For appliance repairman Joe Yelda, the
32.5-mile race was quite an increase in distance from his previous longest
runs—half-marathons in Boise and Montana last year.
"I was definitely one of the old timers in
the race," said Yelda, who has been running for 11 years and did his first
10-mile Elephant’s Perch Backcountry Run six years ago, at 50.
"Some of the elevation gains were from
4,800 to 8,400 feet. Hills were so steep at some points that all you could do
was walk up. The downhills were so muddy from the rain the day before that you
slid down. I had to walk the last two miles but I managed to run across the
finish line," said Yelda.
Yelda found it impossible to concentrate
on the concept of running 32.5 miles, so he focused on running from aid station
to aid station. Completing the test was quite an accomplishment, he said. "I was
on a high for two or three days after. You just can’t believe you finished," he
Yelda said he wants to do another 50k in
the fall, after he finishes the Elephant’s Perch 16.5-miler in July.
Plenty of ultras are in Gehrke’s future,
too. He is race director and course designer of the Cascade Crest 100-mile Aug.
28-29 in Washington State. He did his first ultra, the Pacific Crest Trail
70-mile fundraising trail run, back in 1995 in that area.
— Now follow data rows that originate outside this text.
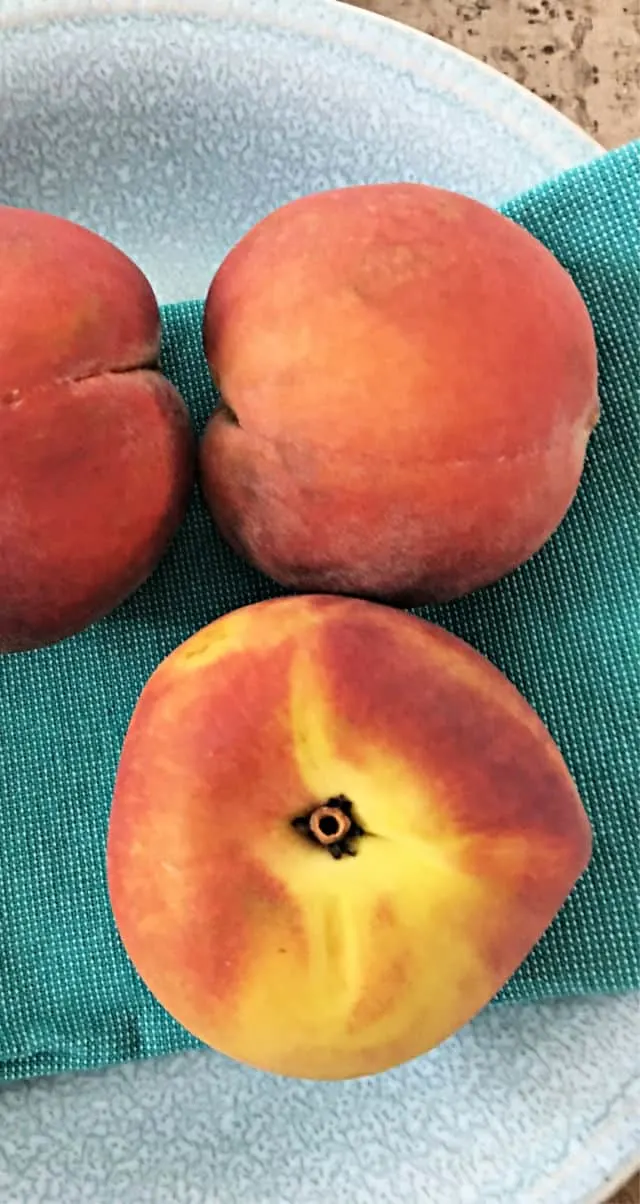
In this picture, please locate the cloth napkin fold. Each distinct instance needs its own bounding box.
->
[0,142,640,1080]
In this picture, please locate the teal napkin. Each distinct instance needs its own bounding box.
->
[0,143,640,1080]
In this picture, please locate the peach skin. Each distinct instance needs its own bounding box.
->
[201,184,598,604]
[0,207,195,653]
[107,595,591,1079]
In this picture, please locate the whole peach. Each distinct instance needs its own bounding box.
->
[201,184,598,603]
[0,207,194,651]
[107,596,591,1079]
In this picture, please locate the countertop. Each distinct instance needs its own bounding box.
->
[348,0,640,147]
[348,0,640,1204]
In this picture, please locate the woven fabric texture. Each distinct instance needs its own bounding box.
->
[0,143,640,1080]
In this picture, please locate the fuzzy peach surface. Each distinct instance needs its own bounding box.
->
[201,184,598,603]
[0,207,194,651]
[107,597,591,1078]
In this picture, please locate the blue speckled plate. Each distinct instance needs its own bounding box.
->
[0,0,640,1204]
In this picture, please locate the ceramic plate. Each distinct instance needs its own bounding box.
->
[0,0,640,1204]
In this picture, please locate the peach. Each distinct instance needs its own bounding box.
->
[201,184,598,604]
[107,595,591,1079]
[0,207,194,651]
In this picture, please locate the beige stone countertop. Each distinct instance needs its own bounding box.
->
[348,0,640,147]
[346,0,640,1204]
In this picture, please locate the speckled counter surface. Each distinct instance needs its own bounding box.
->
[349,0,640,147]
[348,0,640,1204]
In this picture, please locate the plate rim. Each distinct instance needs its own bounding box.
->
[0,0,605,178]
[0,0,640,1204]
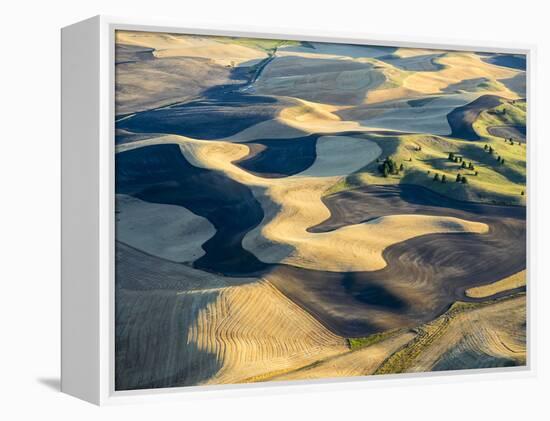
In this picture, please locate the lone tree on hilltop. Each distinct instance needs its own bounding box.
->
[378,156,398,177]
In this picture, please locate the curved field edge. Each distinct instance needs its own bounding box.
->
[374,293,527,374]
[466,270,527,298]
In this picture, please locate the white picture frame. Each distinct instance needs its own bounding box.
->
[61,16,537,405]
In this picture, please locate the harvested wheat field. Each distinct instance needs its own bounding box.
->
[115,31,528,390]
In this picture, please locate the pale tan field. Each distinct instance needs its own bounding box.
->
[192,281,349,384]
[403,52,519,99]
[396,296,526,372]
[269,332,415,380]
[116,31,266,66]
[466,270,527,298]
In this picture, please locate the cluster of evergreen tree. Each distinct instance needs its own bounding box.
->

He thinks staging an ultra-marathon in the
Wood River Valley is a natural. "You have to remember that the average age of an
ultra-marathoner is over 40," he said. "And there are some incredible athletes
in the valley."
Gehrke’s dream course would be from the
Lost River Range through the Pioneer Mountains. Logistically, however, he said
it might be easier to run a 100-kilometer (62.2-mile) route from Fairfield to
Hailey through the Smoky Mountain chain.